A tremendous amount of misinformation put out by groups with an agenda makes if very hard for the general public to distinguishing ‘the wheat from the chaff’ when it comes to genetically engineered (GE) crops and food. The Percy Schmeiser case is a prime example.
Biotechnology has engineered a variety of crops known as herbicide tolerant (HT) crops. These HT crops are unaffected when sprayed with particular broad-spectrum herbicides, such as the popular Roundup Ready (RR) crops produced by Monsanto. RR canola allows the farmer to spray a canola crop with Roundup and only the weeds will die. If a farmer plants these HT varieties, he can expect higher yields plus cheaper and easier weed control. According to the Canadian Canola Growers Association, adoption of biotech canola seeds has resulted in a reduction of chemical use by 29 percent and an increase in profits for the farmer of $5.80 per acre. Adoption rates argue these biotech seeds are indeed a better product for farmers. Today 70 percent of Canadian canola farmers grow genetically engineered herbicide tolerant canola varieties – a rapid change given that these GE canola varieties have only been available for eight years.
Biotech seeds cost farmers more than other types of seed, and any farmer who wants to grow these GE varieties must sign a technology use agreement (TUA), that promises the farmer will not save and replant the biotech seeds the following year. Over 30,000 Canadian farmers have signed, as they know first-hand the benefits to the environment and their bottom-line from growing GE crops. A fact of modern agriculture has farmers rarely saving seed anymore. Most farmers buy hybrid seed varieties, which will not breed true and, therefore, must be repurchased each year.
In 1997, Mr. Schmeiser sprayed “a good three acres” of his canola crop (designated field number two) with Roundup. One might ask why a farmer would purposely spray an herbicide that should destroy three acres of his crop? Once it was clear that the canola in field number two was herbicide tolerant, Mr. Schmeiser decided to harvest the seed from that field and save it for planting the following year. Clearly most farmers would have realized the canola in field number two was roundup tolerant, since it survived the treatment with Roundup.
The next year Mr. Schmeiser planted 1030 acres in nine fields with seeds saved from the number two field, knowing that the use of such GE seed required a TUA payment. This planting resulted in 1030 acres of 95-98% roundup tolerant canola. When this high level (equivalent to commercial grade seed) was discovered, Mr. Schmeiser was asked by Monsanto to pay the TUA fee of $15 per acre. He refused, and so the court cases began.
On March 29, 2001, the Federal Court of Canada found Mr. Schmeiser guilty of patent infringement. Judge Mackay said in his judgment, “He [Mr. Schmeiser] planted his crop for 1998 with seed that he knew, or ought to have known, was Roundup tolerant.” Mr. Schmeiser appealed. By now the legal war chest was growing, in part, from significant financial support by groups opposed to genetically engineered crops.
On September 4, 2002, the Federal Court of Appeals upheld the original verdict of the previous court’s ruling. The panel of three judges rejected all seventeen points of appeal put forward by the council for Mr. Schmeiser.

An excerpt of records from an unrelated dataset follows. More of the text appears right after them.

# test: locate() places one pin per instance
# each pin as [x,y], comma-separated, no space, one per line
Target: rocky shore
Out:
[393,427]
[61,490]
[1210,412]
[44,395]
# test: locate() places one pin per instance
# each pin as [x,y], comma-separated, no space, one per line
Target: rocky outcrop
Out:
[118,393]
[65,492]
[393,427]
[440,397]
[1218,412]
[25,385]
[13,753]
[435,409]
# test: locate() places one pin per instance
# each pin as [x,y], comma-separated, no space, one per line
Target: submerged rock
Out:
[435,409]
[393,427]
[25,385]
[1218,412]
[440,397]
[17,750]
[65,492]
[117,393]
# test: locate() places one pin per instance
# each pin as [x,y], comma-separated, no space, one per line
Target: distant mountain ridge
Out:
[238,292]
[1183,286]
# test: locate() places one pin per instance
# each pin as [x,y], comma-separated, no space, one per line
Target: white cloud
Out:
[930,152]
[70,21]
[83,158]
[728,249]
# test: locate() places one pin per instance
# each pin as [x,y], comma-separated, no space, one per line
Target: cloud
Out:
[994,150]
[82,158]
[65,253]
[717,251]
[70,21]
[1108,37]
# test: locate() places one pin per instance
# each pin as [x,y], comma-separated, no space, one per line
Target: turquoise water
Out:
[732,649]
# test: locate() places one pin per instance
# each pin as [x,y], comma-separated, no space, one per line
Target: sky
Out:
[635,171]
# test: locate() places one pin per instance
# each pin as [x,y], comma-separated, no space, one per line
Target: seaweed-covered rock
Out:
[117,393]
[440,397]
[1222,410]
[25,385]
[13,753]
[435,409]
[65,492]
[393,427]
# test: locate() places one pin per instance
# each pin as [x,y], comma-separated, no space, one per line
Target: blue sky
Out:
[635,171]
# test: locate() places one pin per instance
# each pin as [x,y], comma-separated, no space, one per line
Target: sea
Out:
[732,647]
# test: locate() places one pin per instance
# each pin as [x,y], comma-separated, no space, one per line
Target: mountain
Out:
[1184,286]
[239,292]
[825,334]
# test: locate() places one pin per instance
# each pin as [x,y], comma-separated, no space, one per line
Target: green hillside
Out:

Mr. Schmeiser’s lawyer appealed to the Supreme Court of Canada, this time with a twist. Instead of arguing that Mr. Schmeiser did not violate the patent of Monsanto, his lawyer argued that the patent held by Monsanto on Roundup Ready canola was invalid. The grounds – no one should be able to patent any life form.
What started as an obscure case between a farmer and a multinational corporation blossomed into a show the entire biotechnology industry watched very closely. If the high court decided that the patent on the Roundup-tolerant canola was invalid, the ramifications would be huge. It would mean there would no longer be patent protection for biotech products in Canada, leading to an inevitable mass exodus of biotechnology from this country. This was clearly the agenda of the financial backers of Mr. Schmeiser.
So we had a farmer in Bruno, Saskatchewan planting what “he knew, or ought to have known, were roundup tolerant canola seeds,” leading indirectly to the biotechnology industry being threatened in Canada.
Fortunately the Supreme Court also found Mr. Schmeiser guilty. Canada is one of the world leaders in agricultural biotechnology and the courts have determined that will continue. People should understand this was not a ‘David vs. Goliath’ case but a ‘Goliath vs. Goliath’ case with David as the front man. The real players were the biotechnology industry and the multinational, billion-dollar anti biotechnology industry.